Le ciel s'était paré de son manteau bleu et immaculé. Un manteau aux reflets azurs et parsemé de coton. Un manteau divin et pur, illuminé par l'éclat superbe d'un astre scintillant. Il faisait beau sur le royaume de Troye. En cette douce fin d'après-midi printanière, les branches des arbres ondulaient gracieusement dans le vent. Des parfums de fleurs écloses et d'herbes trop humides venaient bercer les gazouillements joyeux des oiseaux dans les feuillages. Les majestueuses bâtisses de pierre commençaient peu à peu à étendre leurs ombres ancestrales sur les sol frais et fertiles.Les mains croisées derrière son dos, la tête levée vers la cime verdoyante des arbres, le prince Edouard déambulait distraitement dans les allées des vastes jardins royaux. Le visage offert au souffle tranquille des cieux, il avait laissé son regard se perdre dans le charme envoutant des pétales de cerisiers. Leur danse hypnotisante, accompagnée du bruissement imperceptible des ramures, transportait le jeune noble au-delà des limites terrestres de cet univers. Les pupilles confondues dans ce spectacle de couleurs pâles, il s'était enfui dans un monde où ne régnait plus que douceur et sérénité. Dans un monde où une tâche était une note, où un pigment était une harmonie et où les nuances se faisaient mélodies. Ce n'était plus l'effervescence angoissante d'un palais, mais un désert rassurant de musique. Une oasis de symphonies enveloppantes. Une source réconfortante de concertos apaisants.

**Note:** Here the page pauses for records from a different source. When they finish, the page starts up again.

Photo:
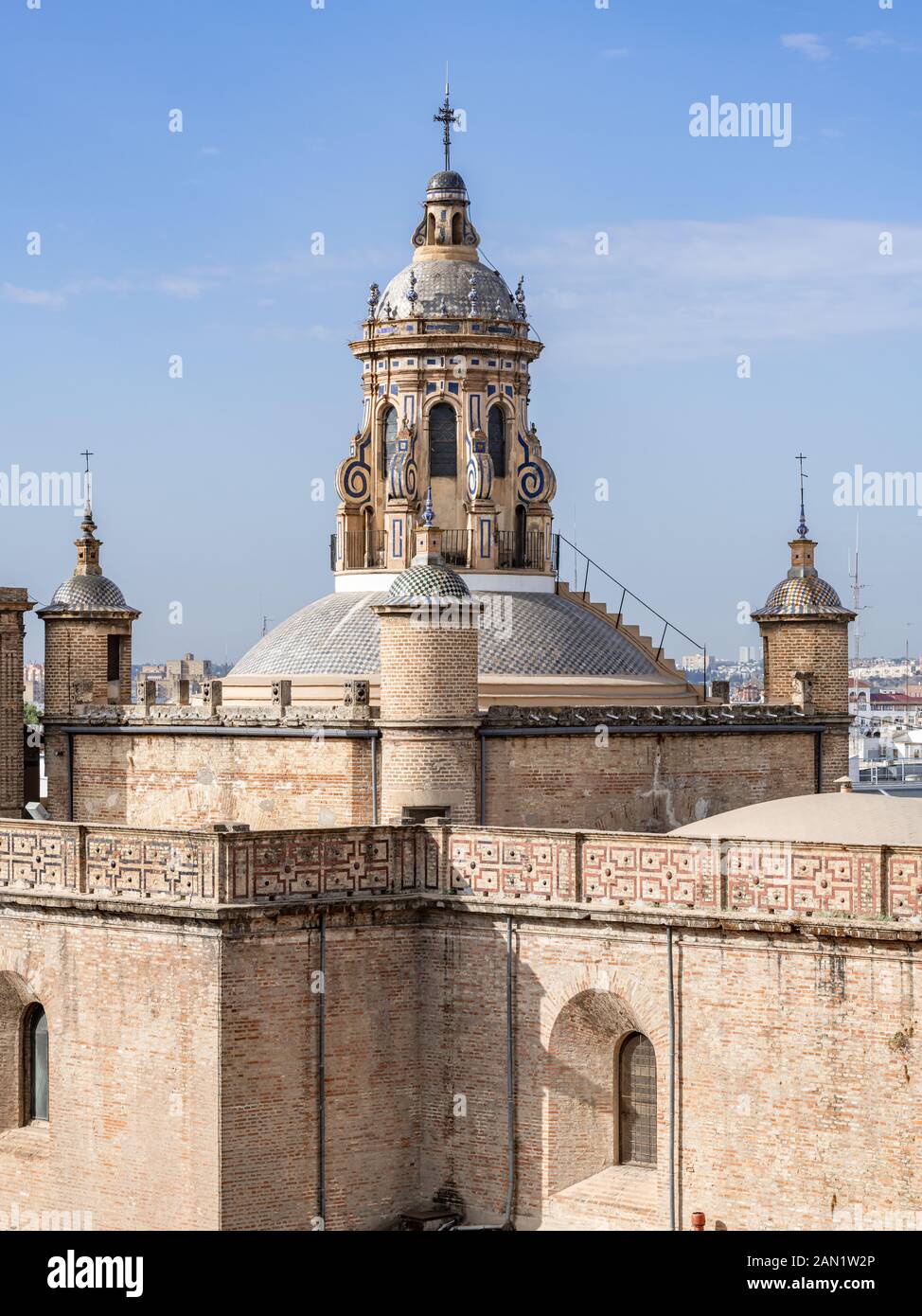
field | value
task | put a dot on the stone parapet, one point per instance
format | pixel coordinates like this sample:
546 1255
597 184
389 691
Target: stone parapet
615 871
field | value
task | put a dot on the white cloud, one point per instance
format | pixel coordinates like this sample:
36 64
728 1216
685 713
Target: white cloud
807 44
682 290
178 286
30 296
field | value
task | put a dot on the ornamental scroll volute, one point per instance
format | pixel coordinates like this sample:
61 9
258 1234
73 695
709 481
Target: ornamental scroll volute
401 468
536 481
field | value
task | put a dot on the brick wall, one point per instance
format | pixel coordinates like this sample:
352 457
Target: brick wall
797 1072
162 780
429 681
426 671
796 979
132 1005
646 783
816 647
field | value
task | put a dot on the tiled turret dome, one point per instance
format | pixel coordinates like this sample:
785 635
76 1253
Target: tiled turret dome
801 596
446 181
424 583
86 594
443 289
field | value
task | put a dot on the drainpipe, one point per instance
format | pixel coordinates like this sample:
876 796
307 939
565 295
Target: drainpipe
818 758
672 1078
374 780
483 780
321 1079
70 775
510 1087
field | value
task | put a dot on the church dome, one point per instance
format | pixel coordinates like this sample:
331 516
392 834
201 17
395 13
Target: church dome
443 185
429 582
803 596
86 594
542 634
443 289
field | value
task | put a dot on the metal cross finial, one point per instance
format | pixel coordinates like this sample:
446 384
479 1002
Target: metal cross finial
446 116
803 528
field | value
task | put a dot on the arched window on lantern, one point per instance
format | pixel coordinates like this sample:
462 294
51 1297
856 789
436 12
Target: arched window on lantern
388 438
442 441
637 1102
496 439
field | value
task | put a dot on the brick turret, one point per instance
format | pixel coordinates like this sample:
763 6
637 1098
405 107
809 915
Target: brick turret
429 690
87 654
13 606
804 630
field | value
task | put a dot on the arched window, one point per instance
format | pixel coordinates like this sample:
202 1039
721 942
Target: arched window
37 1062
496 439
519 545
442 441
388 438
637 1102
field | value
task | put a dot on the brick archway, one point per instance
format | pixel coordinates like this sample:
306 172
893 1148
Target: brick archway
16 995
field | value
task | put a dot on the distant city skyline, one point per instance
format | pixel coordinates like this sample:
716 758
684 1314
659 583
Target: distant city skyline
654 260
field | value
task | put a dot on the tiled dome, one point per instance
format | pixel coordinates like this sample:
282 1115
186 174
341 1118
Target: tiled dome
87 594
446 181
801 596
543 634
428 582
443 287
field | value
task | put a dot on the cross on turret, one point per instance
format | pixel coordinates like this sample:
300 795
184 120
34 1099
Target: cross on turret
446 116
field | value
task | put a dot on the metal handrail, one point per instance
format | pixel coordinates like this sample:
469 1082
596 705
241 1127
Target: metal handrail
628 594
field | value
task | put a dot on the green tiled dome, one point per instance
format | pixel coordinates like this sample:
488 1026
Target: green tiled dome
429 582
803 596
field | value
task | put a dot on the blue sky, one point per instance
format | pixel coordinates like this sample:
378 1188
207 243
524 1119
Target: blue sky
300 120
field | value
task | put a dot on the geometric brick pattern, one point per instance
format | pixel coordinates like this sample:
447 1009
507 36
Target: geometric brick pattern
149 864
904 883
34 858
663 873
777 878
310 863
617 867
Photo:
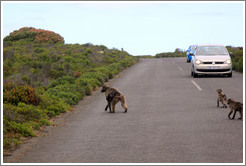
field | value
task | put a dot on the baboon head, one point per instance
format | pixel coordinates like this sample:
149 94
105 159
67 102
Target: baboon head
104 88
219 90
229 101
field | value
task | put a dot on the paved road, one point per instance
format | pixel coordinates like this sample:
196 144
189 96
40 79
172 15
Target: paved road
172 118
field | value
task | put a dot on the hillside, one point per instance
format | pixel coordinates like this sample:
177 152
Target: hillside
44 77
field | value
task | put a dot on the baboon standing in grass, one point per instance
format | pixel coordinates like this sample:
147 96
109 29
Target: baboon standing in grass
221 98
113 96
236 107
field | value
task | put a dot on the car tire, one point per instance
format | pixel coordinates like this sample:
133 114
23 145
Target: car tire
229 75
195 75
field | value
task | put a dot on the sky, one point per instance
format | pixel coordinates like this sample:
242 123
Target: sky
140 28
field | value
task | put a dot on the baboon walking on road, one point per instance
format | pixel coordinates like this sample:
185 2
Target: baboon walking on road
236 107
221 98
113 96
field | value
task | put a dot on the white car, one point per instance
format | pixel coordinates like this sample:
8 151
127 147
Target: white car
211 60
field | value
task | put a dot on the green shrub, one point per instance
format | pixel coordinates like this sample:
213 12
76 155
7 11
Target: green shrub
20 93
61 81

Dans un froissement de feuilles agité, une bourrasque de vent vint brusquement soulever les branches des nobles êtres. Une nuée de pétales roses s'envola vers la voute céleste. Emerveillé par cet élan superbe de la nature, Edouard fit pivoter son regard pour suivre l'assomption sublime de ces tâches de couleur vers le néant bleu des cieux. Elles étaient parties. Elles s'étaient enfuies, quittant sans un regard en arrière ce monde qui le clouait au sol. Elles avaient pu se défaire de leur socle de bois pour s'échapper vers la conquête d'un nouvel univers.
Le jeune prince plissa les yeux avec peine. Il enviait d'un désir pathétique la liberté innocente de ces fleurs au couleur de l'amour. Il jalousait leur naïveté illusoire et leur désinvolture naturelle. Il aurait aimé, lui aussi, se laisser emporter par le vent pour s'enfuir loin d'ici. Quitter ce monde qui l'oppressait, à la découverte d'un destin moins triste. Un destin où il aurait pu, lui aussi, être heureux. Un destin où son bonheur ne serait pas un crime. Mais il ne pouvait pas. Ses pieds restaient désespérément collés au sol, sa tête éternellement affublée d'une couronne trop lourde. Il était le seul et unique prince de Troye, héritier du trône et risée d'une cour étouffante. Le rêve et la liberté n'était pas de mise dans ce royaume.
Quittant à regret la beauté céleste du ciel, ses yeux s'abaissèrent sur le sol. Tête déchue, épaules voutées, il continuait à avancer. Ses pas s'étaient fait moins gais, moins innocents. La semelle royale de ses bottes frottait avec rancœur les graviers trop propres de l'allée. Il retint un soupir désabusé. Le ciel s'était brusquement teinté d'un voile d'obscurité morose.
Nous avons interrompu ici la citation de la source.